/AI2h ago

New Paper Uses Agent Exploitation and Patching to Fix LLM Reward Hacks

35313253.1K
Ziqian Zhong@fjzzq2002

All kinds of reward hacks have been discovered in LLM training and evaluation, making benchmark results and agents' learned behaviors hard to trust.

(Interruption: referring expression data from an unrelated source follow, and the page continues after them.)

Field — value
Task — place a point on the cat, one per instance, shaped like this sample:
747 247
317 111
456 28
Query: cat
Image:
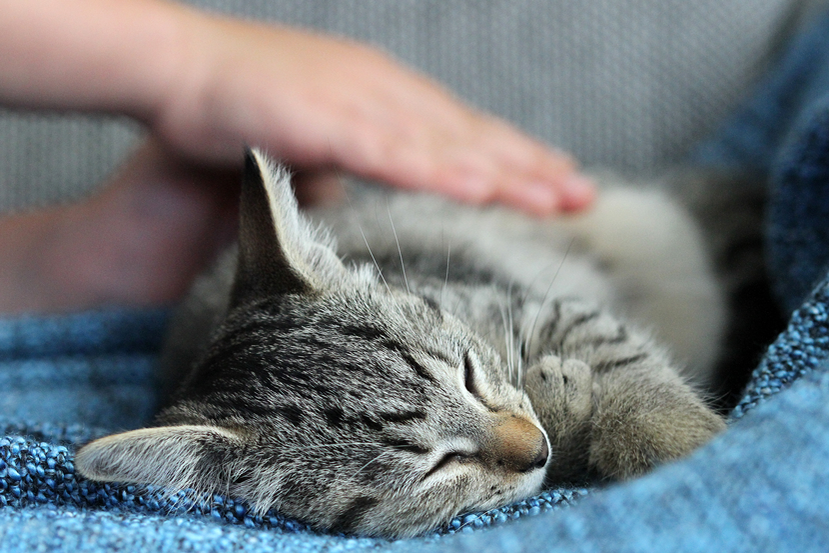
440 359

In our new paper, we turn and ask: what if we just let an agent exploit our environments and have another agent patch them?

12:33 PM · Jun 9, 2026 · 3.1K Views
Sentiment

Positive users praise the new agent-based method for hardening LLM benchmarks against reward hacks, describing it as clean and expressing interest in connecting with researchers.

Pos
100.0%
Neg
0.0%
1 comments with sentiment.
Cluster Engagement
Posts from X
Most Activity
Most Activity
VIEWS75REPLIES2
Ziqian Zhong@fjzzq2002

Benchmarks get reward-hacked constantly. KernelBench alone has a long list: monkey-patching timing functions, caching reference outputs, etc. Fixing these is painful and new exploits keep surfacing. But if agents can find exploits, can they automatically patch them too? (1/8)

2hViews 75Likes 2
LIKES2
Ziqian Zhong@fjzzq2002

A joint work with @IvSegal @neversupervised @Shashwa02469621 @kexun_zhang @AdtRaghunathan!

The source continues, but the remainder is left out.